Он еще немного подождал, и быстро, бесшумно перебежал к задней, глухой стене палат. «А
вот и окошки», - мысленно порадовался Матвей. «Правда, высоко, и закрытые, но мне они
пригодятся».
Он оглядел нетесаные бревна и чуть потер ладони. «Вот же плотники московские, -
усмехнулся Матвей, карабкаясь вверх, - деньги содрать горазды, а красоты от них не жди. На
Воздвиженке, как ее опосля пожара отстраивали, я каждую доску сам осматривал, а тут что?
Казенное строение, деньги выдали, боярин из приказа половину себе в карман положил, вот
и получились палаты – без слез не взглянешь».

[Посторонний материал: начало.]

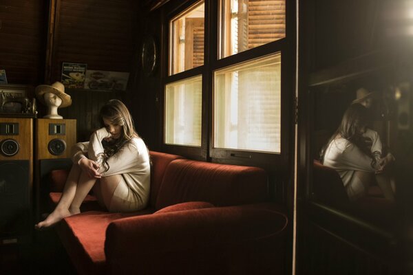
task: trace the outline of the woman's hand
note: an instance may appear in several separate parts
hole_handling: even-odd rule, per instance
[[[82,170],[90,177],[94,177],[96,179],[100,179],[102,177],[100,173],[98,171],[100,168],[99,164],[92,160],[89,160],[87,157],[83,157],[79,162],[79,166],[81,166],[81,169],[82,169]]]
[[[379,160],[378,169],[376,173],[382,173],[384,170],[385,166],[392,162],[394,161],[394,157],[390,153],[388,153],[385,157],[382,157]]]

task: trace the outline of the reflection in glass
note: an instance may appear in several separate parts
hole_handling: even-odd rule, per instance
[[[171,21],[170,75],[204,65],[204,6],[200,1]]]
[[[222,0],[220,57],[286,36],[285,0]]]
[[[396,229],[412,189],[410,83],[374,75],[312,88],[315,201]]]
[[[281,54],[215,72],[214,146],[281,151]]]
[[[201,146],[201,76],[169,84],[165,89],[165,143]]]

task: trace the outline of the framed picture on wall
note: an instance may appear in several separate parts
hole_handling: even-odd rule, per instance
[[[125,91],[129,73],[88,69],[85,89],[100,91]]]
[[[87,64],[63,62],[62,83],[66,88],[83,89]]]
[[[34,101],[28,98],[28,86],[0,85],[0,114],[34,113]]]

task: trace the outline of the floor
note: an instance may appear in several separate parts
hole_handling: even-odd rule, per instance
[[[25,244],[0,245],[0,274],[76,274],[53,230],[34,232]]]

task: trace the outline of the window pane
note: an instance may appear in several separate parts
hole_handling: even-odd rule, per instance
[[[204,65],[204,1],[185,10],[169,24],[169,75]]]
[[[167,85],[165,91],[165,143],[201,146],[201,76]]]
[[[280,153],[281,54],[215,72],[214,146]]]
[[[220,58],[286,36],[285,0],[221,0]]]

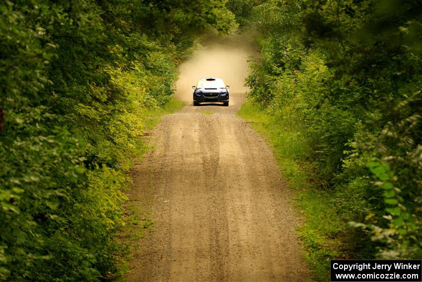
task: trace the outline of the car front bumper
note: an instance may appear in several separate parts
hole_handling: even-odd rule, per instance
[[[228,102],[228,94],[221,95],[220,94],[217,96],[207,96],[207,94],[194,94],[194,101],[198,103],[208,102]]]

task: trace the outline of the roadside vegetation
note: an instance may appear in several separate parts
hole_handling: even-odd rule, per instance
[[[111,279],[139,136],[178,106],[197,39],[234,16],[217,0],[27,0],[0,19],[0,280]]]
[[[260,58],[239,115],[298,190],[315,278],[332,259],[420,259],[421,2],[242,2]]]

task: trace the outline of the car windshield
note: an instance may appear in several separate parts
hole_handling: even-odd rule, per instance
[[[200,80],[198,82],[197,87],[198,88],[224,88],[225,86],[221,79],[208,79]]]

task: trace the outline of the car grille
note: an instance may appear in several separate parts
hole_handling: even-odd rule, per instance
[[[206,98],[216,98],[219,94],[219,93],[204,93],[203,95]]]

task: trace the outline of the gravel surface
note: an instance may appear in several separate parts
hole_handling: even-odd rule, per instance
[[[154,148],[132,172],[130,197],[153,224],[126,279],[309,280],[293,193],[270,146],[236,115],[244,94],[231,93],[228,107],[193,106],[186,93],[178,94],[190,102],[163,117],[149,137]]]

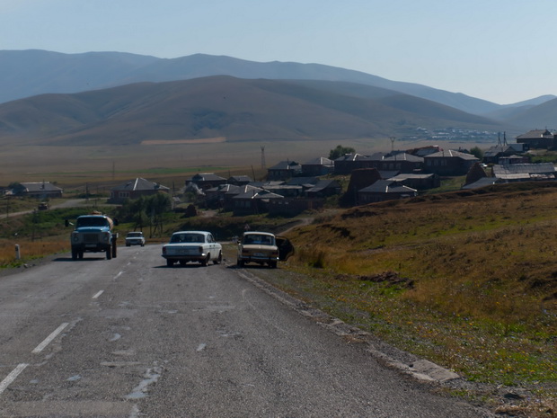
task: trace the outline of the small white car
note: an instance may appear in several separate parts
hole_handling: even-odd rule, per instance
[[[284,236],[269,232],[244,232],[238,243],[238,267],[246,262],[268,264],[276,268],[278,261],[285,261],[294,253],[294,246]]]
[[[128,232],[126,236],[126,246],[145,245],[145,236],[143,232]]]
[[[168,267],[174,262],[185,265],[188,262],[198,262],[206,266],[209,262],[218,264],[223,261],[222,245],[207,231],[174,232],[170,242],[163,245],[161,255],[166,259]]]

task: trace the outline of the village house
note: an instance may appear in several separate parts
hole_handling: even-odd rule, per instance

Он достал кинжал и, ловко подцепив створку ставни, залез на чердак. Внутри было темно и
пыльно, и Матвей, на мгновение, замерев, прислушался.
«Хоша бы только лестница не скрипела, - усмехнулся он. Кинжал блестел в свете луны,
будто серебряная молния, и Матвей на мгновение вспомнил батюшку.
-Вот, Матюша, - сказал Федор Васильевич,- раз пять лет тебе исполнилось, то пора уже
учиться оружием владеть. Пока что кинжал у тебя будет, а там и до сабли дело дойдет.
Мальчик восхищенно взял тяжелый клинок и повертел его в руках. «Спасибо, батюшка, -
сказал он тихо.
-Ну пойдем, сынок, - Федор Васильевич наклонился и потрепал сына по голове, - пойдем,
начнем заниматься с тобой».
-А что бы батюшка мне сейчас сказал? – Вельяминов вздохнул. «Грех же сие, что я задумал.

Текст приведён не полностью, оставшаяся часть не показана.